Mais alors pourquoi l’industrie du tabac fait-elle des dons à ces groupes ? The Guardian permet de le comprendre très simplement à travers l’un des exemples qu’il cite :

« La Heritage Foundation a accepté des dons du fabricant américain de Marlboro, Altria en 2012, 2013, 2014 et 2016. En 2018, un chercheur de la fondation a témoigné devant la Food and Drug Administration (FDA) en faveur du nouveau produit IQOS de Philip Morris International, affirmant qu’il avait un “bilan impressionnant” ».

Questionnés par le quotidien, tous ces thinktanks ont répondu de manière très similaire et ont indiqué qu’ils étaient farouchement indépendants, qu’ils n’étaient pas influencés par les dons et qu’ils défendaient des positions favorables aux entreprises, à une faible réglementation et à la fiscalité dans le cadre d’une philosophie plus large du marché libre.

Des financements opaques

Si les lobbies sont tenus de divulguer la provenance de leurs fonds, ce n’est pas le cas des groupes de réflexion.

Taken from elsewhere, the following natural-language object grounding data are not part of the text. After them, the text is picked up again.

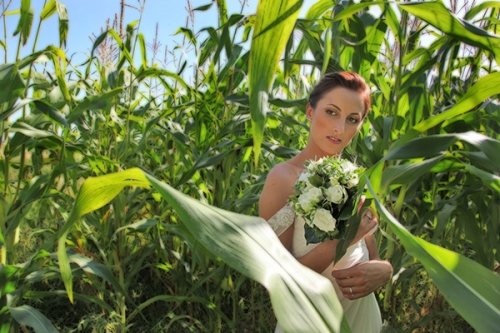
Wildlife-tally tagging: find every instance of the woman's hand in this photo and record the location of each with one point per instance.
(363, 279)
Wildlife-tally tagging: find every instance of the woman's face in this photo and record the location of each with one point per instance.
(335, 120)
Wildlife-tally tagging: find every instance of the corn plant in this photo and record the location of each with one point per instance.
(124, 257)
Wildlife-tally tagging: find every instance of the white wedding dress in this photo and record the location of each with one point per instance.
(363, 314)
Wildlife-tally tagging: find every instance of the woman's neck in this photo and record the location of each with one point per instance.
(306, 154)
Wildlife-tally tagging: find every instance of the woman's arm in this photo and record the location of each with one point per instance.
(277, 190)
(365, 277)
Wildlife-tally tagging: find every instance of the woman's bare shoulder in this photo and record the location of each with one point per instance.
(284, 171)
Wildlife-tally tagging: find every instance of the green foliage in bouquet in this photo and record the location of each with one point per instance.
(326, 195)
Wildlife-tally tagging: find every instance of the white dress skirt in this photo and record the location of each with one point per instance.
(362, 314)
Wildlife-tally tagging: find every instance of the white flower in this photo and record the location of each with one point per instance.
(304, 177)
(334, 181)
(353, 181)
(348, 167)
(324, 220)
(335, 194)
(308, 199)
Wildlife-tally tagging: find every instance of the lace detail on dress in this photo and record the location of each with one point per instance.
(282, 219)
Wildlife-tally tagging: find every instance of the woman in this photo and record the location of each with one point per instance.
(336, 110)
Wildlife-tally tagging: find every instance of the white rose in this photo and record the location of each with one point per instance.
(334, 181)
(324, 220)
(353, 181)
(335, 194)
(308, 199)
(348, 166)
(304, 177)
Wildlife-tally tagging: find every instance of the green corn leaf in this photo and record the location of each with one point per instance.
(50, 111)
(25, 21)
(484, 88)
(489, 179)
(8, 279)
(317, 10)
(29, 316)
(472, 289)
(63, 23)
(275, 22)
(48, 10)
(406, 173)
(433, 145)
(436, 14)
(12, 88)
(38, 295)
(94, 194)
(142, 44)
(303, 301)
(350, 11)
(480, 7)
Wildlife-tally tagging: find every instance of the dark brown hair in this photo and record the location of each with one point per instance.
(348, 80)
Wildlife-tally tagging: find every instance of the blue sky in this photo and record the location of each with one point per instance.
(88, 17)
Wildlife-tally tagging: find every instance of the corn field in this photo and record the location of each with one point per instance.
(129, 191)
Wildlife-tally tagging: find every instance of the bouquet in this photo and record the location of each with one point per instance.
(325, 197)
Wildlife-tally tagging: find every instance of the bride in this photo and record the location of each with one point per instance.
(337, 107)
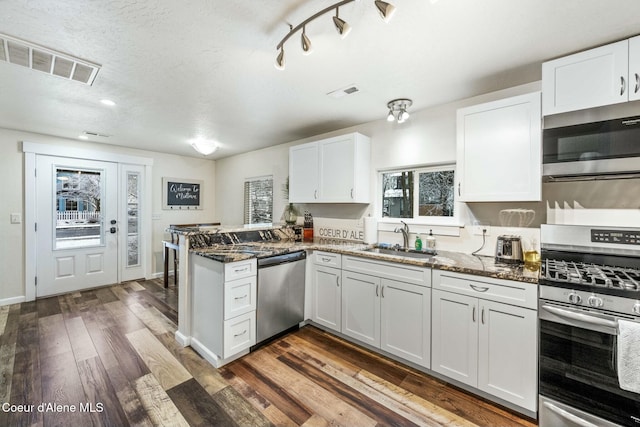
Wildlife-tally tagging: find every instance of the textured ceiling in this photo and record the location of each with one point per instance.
(204, 68)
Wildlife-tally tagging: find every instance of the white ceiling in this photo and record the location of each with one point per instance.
(204, 68)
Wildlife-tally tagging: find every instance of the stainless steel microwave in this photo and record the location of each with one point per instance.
(606, 149)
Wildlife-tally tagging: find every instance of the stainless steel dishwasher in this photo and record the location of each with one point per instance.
(280, 304)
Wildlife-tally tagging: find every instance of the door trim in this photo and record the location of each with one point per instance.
(30, 150)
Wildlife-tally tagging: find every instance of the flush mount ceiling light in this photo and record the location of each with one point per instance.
(386, 11)
(204, 147)
(398, 110)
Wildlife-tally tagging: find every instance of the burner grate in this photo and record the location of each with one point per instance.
(591, 275)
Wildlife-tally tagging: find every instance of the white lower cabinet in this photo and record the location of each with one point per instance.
(379, 310)
(486, 343)
(223, 318)
(326, 290)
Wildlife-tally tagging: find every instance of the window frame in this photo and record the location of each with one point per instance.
(452, 221)
(247, 216)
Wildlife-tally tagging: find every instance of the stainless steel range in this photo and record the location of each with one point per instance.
(589, 311)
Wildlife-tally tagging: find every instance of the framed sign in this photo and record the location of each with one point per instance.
(181, 193)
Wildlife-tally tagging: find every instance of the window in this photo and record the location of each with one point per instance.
(426, 193)
(258, 200)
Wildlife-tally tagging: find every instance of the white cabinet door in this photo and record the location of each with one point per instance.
(405, 321)
(454, 341)
(361, 307)
(326, 297)
(634, 68)
(586, 79)
(303, 173)
(499, 150)
(333, 170)
(507, 356)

Pourtant, selon le quotidien britannique, les groupes de réflexion existent pour influencer les politiques, souvent par le biais d’une orientation politique considérée comme indépendante des intérêts des entreprises et de la politique.

Toutefois, ces groupes ont fait l’objet de plusieurs enquêtes au cours de ces dernières années, notamment depuis la divulgation de certains des dons qu’ils percevaient, en provenance de gouvernements et d’entreprises étrangères.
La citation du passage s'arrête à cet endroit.